“Sit down again,” said Crewe kindly. “Do not excite yourself. You and I can discuss this thing quietly whatever else is to happen afterwards.”
“How long have you known that I did it?” asked Marsland, after a pause.
“It was not until yesterday that I felt quite certain. What annoys me—what offends my personal pride—is that my impetuous young friend Gillett picked you out as the right man before I did. He was wrong in his facts, wrong in his deductions, wrong in his theories, and hopelessly wrong in his reconstruction of the crime. He had no more chance of proving a case against you than against the first man he might pick out blindfolded from a crowd, and yet he was right. True, he came to the conclusion that he was wrong when I put him right as to the circumstances under which the tragedy occurred, but that doesn’t soothe my pride altogether. If there is one lesson I have learned from this case, it is that humility is a virtue that becomes us all.
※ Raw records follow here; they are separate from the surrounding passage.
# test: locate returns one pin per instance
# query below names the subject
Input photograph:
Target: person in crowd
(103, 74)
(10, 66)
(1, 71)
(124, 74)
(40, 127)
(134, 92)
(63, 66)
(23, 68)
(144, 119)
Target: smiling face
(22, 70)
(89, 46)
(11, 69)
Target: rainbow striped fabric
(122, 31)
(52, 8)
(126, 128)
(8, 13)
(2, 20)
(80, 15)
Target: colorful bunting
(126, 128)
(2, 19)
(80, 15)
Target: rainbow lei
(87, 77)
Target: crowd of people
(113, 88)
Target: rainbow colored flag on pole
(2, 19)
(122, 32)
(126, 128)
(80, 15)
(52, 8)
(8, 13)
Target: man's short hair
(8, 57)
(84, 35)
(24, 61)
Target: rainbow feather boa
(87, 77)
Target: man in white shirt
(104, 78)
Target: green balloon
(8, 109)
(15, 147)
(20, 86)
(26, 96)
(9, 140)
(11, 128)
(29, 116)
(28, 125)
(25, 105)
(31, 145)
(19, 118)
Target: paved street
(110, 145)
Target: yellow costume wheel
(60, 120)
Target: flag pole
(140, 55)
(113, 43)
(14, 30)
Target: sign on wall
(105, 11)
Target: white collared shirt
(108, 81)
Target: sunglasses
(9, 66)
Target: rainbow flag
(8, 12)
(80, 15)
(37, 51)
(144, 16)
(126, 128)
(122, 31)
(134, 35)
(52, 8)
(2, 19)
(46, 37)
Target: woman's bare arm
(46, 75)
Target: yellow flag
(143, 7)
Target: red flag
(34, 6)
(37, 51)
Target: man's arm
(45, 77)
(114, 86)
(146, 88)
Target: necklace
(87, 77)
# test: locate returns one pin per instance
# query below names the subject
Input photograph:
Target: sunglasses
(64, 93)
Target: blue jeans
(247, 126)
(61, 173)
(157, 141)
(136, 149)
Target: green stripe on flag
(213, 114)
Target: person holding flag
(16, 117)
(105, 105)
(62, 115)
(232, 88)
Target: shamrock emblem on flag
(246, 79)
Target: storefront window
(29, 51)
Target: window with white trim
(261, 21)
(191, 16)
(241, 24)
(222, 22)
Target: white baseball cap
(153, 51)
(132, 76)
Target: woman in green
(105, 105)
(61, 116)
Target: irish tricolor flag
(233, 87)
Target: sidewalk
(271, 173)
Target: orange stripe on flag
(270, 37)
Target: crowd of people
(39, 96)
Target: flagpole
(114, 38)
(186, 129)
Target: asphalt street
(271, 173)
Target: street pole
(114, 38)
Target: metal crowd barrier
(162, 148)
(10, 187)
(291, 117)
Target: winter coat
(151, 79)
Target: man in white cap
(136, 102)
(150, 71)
“But, after all, I do not think I have been so very long in solving the problem,” the detective continued. “It is only thirteen days since the tragedy took place, and from the first I saw it was a complicated case. I never ruled out the possibility of your being the right man after Brett and Miss Maynard tried to sheet home Lumsden’s death to you. I do not think she was fully in Brett’s confidence—in fact, it is fairly obvious that he would not tell her the story of his treachery. But he knew that you had shot Lumsden and she caught at his conviction without being fully convinced herself. Brett’s conduct was inconsistent with guilt. But it was consistent with the knowledge that Lumsden had met his death at your hands and that he himself would share the same fate if you encountered him.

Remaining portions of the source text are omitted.